In a case brought before the Lyon CAA by our firm, the tax judge reiterated his commitment to the median of an arm's length interval for assessing an indirect profit transfer. In this case, the company's margin fell below the first quartile of an interval made up of some thirty references. This was all it took for the tax authorities to consider that a transfer pricing anomaly was affecting the company's profitability, and consequently to adjust its net margin to the median of the panel.
The Lyon Administrative Court endorsed this approach, repeating almost verbatim the operative part of the GE Medical system ruling and considering that "in the circumstances of the case, the median [...], which makes it possible to limit the margins of approximation in relation to a point situated at one or other of the extreme limits of this interval, must be regarded as the point of the interval which best reflects the facts and circumstances of the transactions concerned" (Lyon Administrative Court, June 22, 2021, N°1909917 and 1910206).
This recital continues to leave us stunned, as these two decisions are conspicuous by their failure to explain the "facts and circumstances" apparently so exceptional as to justify the administration's automatic assumption that the taxpayer must necessarily generate a higher margin than half of the companies deemed comparable. We therefore expressly asked the Lyon CAA to take a firm and explicit stance on this issue, both in our writings and at the hearing, in order to provide the clarity needed to ensure legal and tax certainty for taxpayers. However, the Lyon CAA noted that "the investigation revealed that the net margins generated on business flows with companies X and Y were not only lower than the lowest of the data in the arm's length interval, but also lower than the "extreme" minima of the sample observed. For its part, the claimant merely points out that the margins making up the first quartiles already place it above six companies in the two panels for 2010 and 2011, and that it is not clear from the investigation that the administration applied the median of the interquartile range automatically and without any assessment of the circumstances of the transactions concerned. The claimant, for its part, does not justify any specific circumstances making it possible to establish that the administration, in view of the transactions in dispute, should have deviated from this median margin".
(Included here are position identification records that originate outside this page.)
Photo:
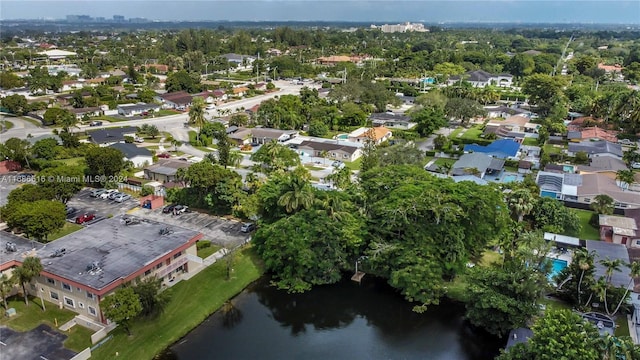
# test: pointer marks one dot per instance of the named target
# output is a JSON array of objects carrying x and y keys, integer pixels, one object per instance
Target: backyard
[
  {"x": 192, "y": 301},
  {"x": 587, "y": 232},
  {"x": 29, "y": 317}
]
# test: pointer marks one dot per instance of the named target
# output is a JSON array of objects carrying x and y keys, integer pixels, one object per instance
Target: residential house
[
  {"x": 336, "y": 150},
  {"x": 240, "y": 136},
  {"x": 592, "y": 134},
  {"x": 139, "y": 156},
  {"x": 238, "y": 59},
  {"x": 394, "y": 121},
  {"x": 106, "y": 137},
  {"x": 129, "y": 110},
  {"x": 477, "y": 164},
  {"x": 69, "y": 85},
  {"x": 376, "y": 134},
  {"x": 165, "y": 170},
  {"x": 559, "y": 186},
  {"x": 90, "y": 111},
  {"x": 336, "y": 59},
  {"x": 481, "y": 79},
  {"x": 605, "y": 184},
  {"x": 503, "y": 149},
  {"x": 240, "y": 91},
  {"x": 618, "y": 229},
  {"x": 596, "y": 148},
  {"x": 179, "y": 100},
  {"x": 265, "y": 135},
  {"x": 100, "y": 259}
]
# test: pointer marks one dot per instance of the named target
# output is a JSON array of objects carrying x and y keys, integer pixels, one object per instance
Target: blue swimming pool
[
  {"x": 556, "y": 266},
  {"x": 550, "y": 194},
  {"x": 509, "y": 178}
]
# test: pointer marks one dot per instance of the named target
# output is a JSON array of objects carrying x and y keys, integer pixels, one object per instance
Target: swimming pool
[
  {"x": 551, "y": 194},
  {"x": 509, "y": 178},
  {"x": 556, "y": 266}
]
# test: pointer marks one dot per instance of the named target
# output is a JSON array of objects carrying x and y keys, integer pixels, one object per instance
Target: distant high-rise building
[{"x": 406, "y": 27}]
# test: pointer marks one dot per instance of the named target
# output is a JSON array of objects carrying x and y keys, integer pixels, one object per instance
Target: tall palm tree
[
  {"x": 196, "y": 114},
  {"x": 634, "y": 267},
  {"x": 603, "y": 204},
  {"x": 6, "y": 285},
  {"x": 611, "y": 265},
  {"x": 521, "y": 202},
  {"x": 31, "y": 267},
  {"x": 298, "y": 195}
]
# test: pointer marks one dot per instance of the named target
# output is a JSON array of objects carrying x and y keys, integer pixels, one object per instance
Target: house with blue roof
[{"x": 503, "y": 148}]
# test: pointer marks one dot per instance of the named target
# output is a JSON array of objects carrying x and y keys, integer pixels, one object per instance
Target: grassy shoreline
[{"x": 192, "y": 302}]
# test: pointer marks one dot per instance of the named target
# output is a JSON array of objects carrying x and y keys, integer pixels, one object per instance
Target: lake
[{"x": 342, "y": 321}]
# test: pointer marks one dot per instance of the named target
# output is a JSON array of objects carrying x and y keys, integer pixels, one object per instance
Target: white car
[
  {"x": 122, "y": 198},
  {"x": 105, "y": 195}
]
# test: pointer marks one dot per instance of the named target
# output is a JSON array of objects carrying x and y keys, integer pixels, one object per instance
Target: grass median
[{"x": 191, "y": 303}]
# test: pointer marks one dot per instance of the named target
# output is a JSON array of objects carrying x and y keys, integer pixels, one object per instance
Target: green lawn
[
  {"x": 472, "y": 133},
  {"x": 29, "y": 317},
  {"x": 67, "y": 229},
  {"x": 208, "y": 251},
  {"x": 191, "y": 303},
  {"x": 587, "y": 232}
]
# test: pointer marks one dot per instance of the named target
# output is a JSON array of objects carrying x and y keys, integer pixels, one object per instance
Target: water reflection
[{"x": 342, "y": 321}]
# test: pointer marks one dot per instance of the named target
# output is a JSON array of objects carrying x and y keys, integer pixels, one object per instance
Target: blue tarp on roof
[{"x": 500, "y": 148}]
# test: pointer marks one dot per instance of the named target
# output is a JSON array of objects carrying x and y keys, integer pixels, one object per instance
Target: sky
[{"x": 430, "y": 11}]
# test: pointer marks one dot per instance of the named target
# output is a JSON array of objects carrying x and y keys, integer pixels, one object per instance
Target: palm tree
[
  {"x": 6, "y": 285},
  {"x": 31, "y": 267},
  {"x": 521, "y": 202},
  {"x": 611, "y": 267},
  {"x": 625, "y": 177},
  {"x": 634, "y": 267},
  {"x": 298, "y": 195},
  {"x": 196, "y": 115},
  {"x": 603, "y": 204}
]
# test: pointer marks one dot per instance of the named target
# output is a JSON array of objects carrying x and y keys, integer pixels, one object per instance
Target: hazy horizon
[{"x": 499, "y": 11}]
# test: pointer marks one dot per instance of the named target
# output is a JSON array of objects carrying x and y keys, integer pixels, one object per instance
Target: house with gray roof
[
  {"x": 481, "y": 78},
  {"x": 596, "y": 148},
  {"x": 484, "y": 164},
  {"x": 139, "y": 156},
  {"x": 165, "y": 170}
]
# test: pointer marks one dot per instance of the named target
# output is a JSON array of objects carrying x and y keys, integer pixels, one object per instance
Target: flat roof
[
  {"x": 605, "y": 250},
  {"x": 121, "y": 250}
]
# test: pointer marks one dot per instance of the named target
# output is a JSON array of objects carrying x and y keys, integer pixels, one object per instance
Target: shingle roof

- We deduce the following from this decision:
The French tax authorities are confirmed in their automatic reference to the median of arm's length panels, whenever the taxpayer's remuneration deviates from this median. - It is up to the taxpayer to provide any factual, statistical, economic or other evidence to show that the tax authorities should have deviated from this median, given the transactions in dispute. In practice, this reverses the burden of proof onto the taxpayer, forcing him to produce a highly subjective analysis.
The Court's recital does, however, seem to contain a positive clue: if the taxpayer's margin already falls within the arm's length (interquartile) range, the system could be reversed, as the famous "facts and circumstances" would be different. Indeed, it was because the margin fell outside the range that the Court had to retain a target.